Possibly but i have seen many tanks with both that are fine...its probably jsut a matter of tolerance, many people talk about extremely good water conditions here but piranhas can survive some pretty extreme ranges of conditions. It rio ***** P's liek in water around 5+ pH and are fine


----------



## Gumby (Aug 13, 2004)

From what I've seen it all depends on the pleco.

I've had common plecos that eat plants, and some that stay away from them.

Bristlenose plecos and Albinus sp.(Rubbermouth/bulldog) plecos are safe with plants. Albinus are my favorite for planted tanks.

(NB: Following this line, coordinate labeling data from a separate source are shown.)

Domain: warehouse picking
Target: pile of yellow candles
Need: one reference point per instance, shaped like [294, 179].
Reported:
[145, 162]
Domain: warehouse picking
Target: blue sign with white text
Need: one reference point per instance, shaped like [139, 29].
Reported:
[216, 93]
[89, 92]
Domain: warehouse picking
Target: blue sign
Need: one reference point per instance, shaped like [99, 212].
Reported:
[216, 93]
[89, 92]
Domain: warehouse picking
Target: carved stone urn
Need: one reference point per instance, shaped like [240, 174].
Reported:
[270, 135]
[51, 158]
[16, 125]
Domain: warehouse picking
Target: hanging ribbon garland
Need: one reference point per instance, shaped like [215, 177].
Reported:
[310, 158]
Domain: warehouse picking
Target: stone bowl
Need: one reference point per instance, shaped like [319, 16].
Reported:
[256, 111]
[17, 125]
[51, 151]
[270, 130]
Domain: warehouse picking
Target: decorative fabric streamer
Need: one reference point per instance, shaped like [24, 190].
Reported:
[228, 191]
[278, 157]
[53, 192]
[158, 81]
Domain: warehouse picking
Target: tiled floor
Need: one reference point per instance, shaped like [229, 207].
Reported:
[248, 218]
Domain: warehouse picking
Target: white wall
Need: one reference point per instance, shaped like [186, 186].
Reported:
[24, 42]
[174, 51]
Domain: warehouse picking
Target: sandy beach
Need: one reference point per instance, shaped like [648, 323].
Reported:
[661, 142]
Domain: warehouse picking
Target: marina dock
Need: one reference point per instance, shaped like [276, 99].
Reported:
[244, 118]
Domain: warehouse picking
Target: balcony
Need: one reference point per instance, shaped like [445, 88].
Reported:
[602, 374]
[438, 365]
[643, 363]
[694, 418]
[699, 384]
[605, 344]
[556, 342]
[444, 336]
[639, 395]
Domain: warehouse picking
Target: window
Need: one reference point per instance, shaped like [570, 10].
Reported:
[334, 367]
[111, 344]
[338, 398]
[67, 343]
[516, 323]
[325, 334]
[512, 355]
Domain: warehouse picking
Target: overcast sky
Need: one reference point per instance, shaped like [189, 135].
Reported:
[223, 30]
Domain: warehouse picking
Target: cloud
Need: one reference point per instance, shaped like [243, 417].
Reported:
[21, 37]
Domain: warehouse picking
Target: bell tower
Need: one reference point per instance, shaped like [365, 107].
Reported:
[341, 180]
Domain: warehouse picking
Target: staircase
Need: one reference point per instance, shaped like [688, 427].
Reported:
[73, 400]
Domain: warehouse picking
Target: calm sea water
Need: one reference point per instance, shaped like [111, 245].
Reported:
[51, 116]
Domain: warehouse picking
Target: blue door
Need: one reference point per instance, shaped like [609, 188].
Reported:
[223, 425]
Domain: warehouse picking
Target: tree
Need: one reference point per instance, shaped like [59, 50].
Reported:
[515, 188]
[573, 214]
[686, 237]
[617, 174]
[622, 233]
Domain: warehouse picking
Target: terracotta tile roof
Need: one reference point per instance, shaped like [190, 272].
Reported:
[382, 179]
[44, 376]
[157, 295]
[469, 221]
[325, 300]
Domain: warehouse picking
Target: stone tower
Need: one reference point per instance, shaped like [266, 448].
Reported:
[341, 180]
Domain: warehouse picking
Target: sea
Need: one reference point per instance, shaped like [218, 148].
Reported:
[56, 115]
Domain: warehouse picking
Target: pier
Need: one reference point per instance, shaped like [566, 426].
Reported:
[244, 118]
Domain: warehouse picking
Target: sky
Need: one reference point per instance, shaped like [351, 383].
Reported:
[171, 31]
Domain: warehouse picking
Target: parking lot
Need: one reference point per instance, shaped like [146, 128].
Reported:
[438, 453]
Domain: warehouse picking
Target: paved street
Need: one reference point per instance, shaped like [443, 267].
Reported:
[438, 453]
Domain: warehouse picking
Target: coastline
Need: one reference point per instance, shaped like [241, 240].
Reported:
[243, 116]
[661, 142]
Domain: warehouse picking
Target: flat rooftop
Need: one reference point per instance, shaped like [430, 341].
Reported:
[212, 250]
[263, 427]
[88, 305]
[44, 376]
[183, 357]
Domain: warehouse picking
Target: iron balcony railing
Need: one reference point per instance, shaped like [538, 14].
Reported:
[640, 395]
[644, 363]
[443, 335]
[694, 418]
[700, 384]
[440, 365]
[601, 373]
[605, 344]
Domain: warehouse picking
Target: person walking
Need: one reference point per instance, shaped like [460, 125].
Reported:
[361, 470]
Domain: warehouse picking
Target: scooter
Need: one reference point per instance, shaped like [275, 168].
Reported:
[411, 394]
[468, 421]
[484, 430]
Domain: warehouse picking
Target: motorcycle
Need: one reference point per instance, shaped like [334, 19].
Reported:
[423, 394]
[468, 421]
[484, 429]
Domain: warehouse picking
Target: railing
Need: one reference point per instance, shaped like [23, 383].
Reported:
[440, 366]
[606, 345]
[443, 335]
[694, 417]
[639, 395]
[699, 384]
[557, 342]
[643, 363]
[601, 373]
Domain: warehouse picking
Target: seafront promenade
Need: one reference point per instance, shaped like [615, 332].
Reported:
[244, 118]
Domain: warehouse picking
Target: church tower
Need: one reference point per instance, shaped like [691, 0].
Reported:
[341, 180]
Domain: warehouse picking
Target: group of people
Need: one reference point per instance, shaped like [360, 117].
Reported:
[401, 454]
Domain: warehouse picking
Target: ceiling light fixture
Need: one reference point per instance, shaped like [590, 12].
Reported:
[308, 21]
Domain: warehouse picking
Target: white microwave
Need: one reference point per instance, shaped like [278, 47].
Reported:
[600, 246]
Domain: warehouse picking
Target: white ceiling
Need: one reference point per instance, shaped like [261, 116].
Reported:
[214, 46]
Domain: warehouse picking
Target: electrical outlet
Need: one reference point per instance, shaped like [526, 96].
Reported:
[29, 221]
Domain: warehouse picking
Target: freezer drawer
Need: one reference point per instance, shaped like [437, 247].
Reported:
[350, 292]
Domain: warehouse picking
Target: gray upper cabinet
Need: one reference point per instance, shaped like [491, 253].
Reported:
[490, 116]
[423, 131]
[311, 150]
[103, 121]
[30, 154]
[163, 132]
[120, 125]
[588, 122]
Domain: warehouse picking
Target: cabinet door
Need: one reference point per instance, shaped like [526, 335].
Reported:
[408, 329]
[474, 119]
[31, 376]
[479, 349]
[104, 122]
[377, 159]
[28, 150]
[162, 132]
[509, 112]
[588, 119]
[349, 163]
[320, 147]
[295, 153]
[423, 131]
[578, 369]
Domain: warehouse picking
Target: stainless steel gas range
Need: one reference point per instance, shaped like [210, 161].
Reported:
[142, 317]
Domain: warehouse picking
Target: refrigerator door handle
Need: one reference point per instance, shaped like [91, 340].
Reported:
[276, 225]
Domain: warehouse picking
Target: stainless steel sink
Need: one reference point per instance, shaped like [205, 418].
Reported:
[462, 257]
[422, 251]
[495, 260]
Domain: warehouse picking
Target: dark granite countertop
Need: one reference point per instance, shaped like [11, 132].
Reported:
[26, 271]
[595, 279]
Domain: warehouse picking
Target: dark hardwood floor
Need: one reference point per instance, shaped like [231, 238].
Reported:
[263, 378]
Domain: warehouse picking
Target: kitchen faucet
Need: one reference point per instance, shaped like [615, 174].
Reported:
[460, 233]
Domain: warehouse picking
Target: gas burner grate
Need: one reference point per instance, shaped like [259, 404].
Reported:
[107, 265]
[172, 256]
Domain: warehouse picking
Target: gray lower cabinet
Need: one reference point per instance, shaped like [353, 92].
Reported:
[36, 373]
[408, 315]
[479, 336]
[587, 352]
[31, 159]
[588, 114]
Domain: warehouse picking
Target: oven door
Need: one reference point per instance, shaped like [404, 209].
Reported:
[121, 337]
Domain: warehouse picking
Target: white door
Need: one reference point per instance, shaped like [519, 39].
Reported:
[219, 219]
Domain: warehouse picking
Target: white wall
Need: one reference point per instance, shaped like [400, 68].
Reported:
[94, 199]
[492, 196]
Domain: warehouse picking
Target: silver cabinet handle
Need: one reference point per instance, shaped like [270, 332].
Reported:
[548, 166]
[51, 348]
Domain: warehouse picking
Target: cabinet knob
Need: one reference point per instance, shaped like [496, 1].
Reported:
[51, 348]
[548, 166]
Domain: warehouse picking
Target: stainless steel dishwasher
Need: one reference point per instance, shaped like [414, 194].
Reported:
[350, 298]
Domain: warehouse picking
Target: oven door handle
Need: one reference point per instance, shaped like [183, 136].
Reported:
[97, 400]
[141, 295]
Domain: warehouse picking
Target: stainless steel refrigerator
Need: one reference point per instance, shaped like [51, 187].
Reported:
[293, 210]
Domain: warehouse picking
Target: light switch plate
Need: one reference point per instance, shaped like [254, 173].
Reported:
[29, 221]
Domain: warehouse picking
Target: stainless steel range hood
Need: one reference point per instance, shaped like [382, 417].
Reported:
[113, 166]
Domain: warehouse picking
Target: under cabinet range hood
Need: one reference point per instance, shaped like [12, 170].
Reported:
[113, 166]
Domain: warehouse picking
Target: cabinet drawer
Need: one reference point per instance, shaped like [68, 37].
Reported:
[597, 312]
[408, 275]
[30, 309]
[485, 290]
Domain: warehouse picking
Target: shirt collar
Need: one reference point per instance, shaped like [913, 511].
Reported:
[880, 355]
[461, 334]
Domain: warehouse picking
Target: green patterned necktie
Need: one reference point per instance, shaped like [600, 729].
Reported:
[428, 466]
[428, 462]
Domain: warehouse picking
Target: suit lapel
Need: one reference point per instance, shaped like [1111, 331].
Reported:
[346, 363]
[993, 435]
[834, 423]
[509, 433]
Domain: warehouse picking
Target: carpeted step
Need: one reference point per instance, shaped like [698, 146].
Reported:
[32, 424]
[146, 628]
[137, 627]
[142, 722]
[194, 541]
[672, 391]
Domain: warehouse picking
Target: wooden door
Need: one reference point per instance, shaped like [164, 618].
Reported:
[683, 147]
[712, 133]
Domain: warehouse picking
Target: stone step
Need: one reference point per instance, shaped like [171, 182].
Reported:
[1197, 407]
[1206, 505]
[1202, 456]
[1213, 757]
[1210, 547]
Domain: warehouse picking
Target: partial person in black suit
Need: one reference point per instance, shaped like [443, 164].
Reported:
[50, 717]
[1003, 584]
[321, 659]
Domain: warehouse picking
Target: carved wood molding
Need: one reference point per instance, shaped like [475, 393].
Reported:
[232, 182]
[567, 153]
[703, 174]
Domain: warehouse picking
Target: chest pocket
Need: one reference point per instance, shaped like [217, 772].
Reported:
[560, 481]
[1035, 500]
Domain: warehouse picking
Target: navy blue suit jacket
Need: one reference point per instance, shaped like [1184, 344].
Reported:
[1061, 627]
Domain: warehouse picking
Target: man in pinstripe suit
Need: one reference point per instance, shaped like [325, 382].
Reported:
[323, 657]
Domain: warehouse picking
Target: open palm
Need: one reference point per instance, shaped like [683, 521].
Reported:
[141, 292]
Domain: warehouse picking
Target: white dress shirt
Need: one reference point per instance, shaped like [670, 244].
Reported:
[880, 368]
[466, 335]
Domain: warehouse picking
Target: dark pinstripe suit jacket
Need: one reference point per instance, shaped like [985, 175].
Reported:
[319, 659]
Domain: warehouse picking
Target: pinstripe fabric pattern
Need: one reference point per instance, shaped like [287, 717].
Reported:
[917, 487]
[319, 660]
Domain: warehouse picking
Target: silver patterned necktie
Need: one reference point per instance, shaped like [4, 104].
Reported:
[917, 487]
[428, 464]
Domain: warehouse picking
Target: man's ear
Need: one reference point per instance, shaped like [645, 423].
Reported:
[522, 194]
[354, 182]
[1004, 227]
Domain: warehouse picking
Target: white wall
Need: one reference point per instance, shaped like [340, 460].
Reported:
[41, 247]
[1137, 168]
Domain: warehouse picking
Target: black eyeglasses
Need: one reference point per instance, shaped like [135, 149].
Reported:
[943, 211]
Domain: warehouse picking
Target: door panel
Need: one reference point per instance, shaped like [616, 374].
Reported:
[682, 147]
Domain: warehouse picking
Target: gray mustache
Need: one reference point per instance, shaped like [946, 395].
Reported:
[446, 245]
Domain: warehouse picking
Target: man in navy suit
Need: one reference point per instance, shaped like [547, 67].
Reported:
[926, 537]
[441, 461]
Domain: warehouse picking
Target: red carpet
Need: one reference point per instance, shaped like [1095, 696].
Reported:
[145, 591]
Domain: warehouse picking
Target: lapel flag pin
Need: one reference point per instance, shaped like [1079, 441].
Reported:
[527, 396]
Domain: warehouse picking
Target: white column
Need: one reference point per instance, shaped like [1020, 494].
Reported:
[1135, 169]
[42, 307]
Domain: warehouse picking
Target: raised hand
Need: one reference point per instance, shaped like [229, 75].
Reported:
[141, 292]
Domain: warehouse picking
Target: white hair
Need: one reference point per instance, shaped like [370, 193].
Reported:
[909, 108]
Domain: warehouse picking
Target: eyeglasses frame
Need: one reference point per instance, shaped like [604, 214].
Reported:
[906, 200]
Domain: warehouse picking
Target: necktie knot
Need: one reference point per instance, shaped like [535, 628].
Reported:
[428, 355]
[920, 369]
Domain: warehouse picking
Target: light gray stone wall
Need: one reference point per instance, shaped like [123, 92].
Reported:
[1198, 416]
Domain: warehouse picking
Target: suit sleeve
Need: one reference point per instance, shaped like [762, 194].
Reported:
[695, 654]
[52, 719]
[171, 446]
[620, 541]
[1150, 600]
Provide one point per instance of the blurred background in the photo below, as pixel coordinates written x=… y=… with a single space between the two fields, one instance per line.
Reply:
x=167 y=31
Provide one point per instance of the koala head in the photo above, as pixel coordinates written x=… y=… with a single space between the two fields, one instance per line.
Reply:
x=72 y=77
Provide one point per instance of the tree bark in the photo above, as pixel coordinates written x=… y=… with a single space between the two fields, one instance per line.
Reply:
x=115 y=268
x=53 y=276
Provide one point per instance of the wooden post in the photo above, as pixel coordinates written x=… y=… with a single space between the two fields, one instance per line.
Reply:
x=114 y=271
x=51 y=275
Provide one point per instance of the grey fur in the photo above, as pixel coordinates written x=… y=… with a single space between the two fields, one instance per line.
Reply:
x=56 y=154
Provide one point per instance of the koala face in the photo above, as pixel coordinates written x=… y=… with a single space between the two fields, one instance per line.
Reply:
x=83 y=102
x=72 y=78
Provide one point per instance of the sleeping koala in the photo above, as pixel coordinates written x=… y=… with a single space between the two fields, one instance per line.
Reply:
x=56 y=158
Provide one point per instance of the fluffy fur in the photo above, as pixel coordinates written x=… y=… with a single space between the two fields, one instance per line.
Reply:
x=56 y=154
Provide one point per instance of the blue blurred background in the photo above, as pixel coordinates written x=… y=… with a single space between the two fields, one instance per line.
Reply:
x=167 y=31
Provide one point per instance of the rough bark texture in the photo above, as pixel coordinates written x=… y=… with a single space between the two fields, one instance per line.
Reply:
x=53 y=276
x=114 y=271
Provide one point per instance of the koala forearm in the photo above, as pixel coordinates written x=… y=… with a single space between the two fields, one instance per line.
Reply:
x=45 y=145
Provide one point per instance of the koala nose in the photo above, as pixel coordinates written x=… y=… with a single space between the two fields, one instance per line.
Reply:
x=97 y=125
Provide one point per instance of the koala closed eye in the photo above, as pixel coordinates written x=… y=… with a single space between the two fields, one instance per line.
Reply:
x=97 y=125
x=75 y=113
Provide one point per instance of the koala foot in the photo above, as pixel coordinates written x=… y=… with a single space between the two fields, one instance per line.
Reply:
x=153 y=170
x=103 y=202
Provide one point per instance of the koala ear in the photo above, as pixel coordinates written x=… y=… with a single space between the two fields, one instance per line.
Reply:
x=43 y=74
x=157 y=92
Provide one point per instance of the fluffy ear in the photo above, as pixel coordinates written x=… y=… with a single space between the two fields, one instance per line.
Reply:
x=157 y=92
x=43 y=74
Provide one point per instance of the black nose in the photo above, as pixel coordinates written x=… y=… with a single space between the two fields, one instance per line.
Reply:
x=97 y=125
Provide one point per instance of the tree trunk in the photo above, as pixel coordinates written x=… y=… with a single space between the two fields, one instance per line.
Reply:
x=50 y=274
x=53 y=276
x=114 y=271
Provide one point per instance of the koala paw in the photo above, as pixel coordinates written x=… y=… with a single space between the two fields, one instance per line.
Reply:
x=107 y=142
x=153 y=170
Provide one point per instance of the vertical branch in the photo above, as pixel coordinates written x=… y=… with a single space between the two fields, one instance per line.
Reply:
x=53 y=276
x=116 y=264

Edit: my favorite aside from SAEs and Ottocinclus.


----------



## shoe997bed263 (Oct 15, 2004)

Gumby said:


> From what I've seen it all depends on the pleco.
> 
> I've had common plecos that eat plants, and some that stay away from them.
> 
> ...


all that i have ever had is common pleco's i will look for bristlenose. i tend to go throuhg plecos fast but i need some kind of pleco on my tank to clean it.


----------



## compton ass steve (Nov 12, 2004)

my common didnt eat my plants, although he wasnt in there long, about 2 weeks


----------



## Buff Canuk (Nov 29, 2004)

My common pleco straight rapes my plants, he loves to chill on the leaves no matter what angle there at. I havent had any noticable problems besides he kinda knocks around the plants a little bit


----------



## Husky_Jim (May 26, 2003)

Yes i agree with gumby!Try an ancistrus or a chaetostoma spieces!


----------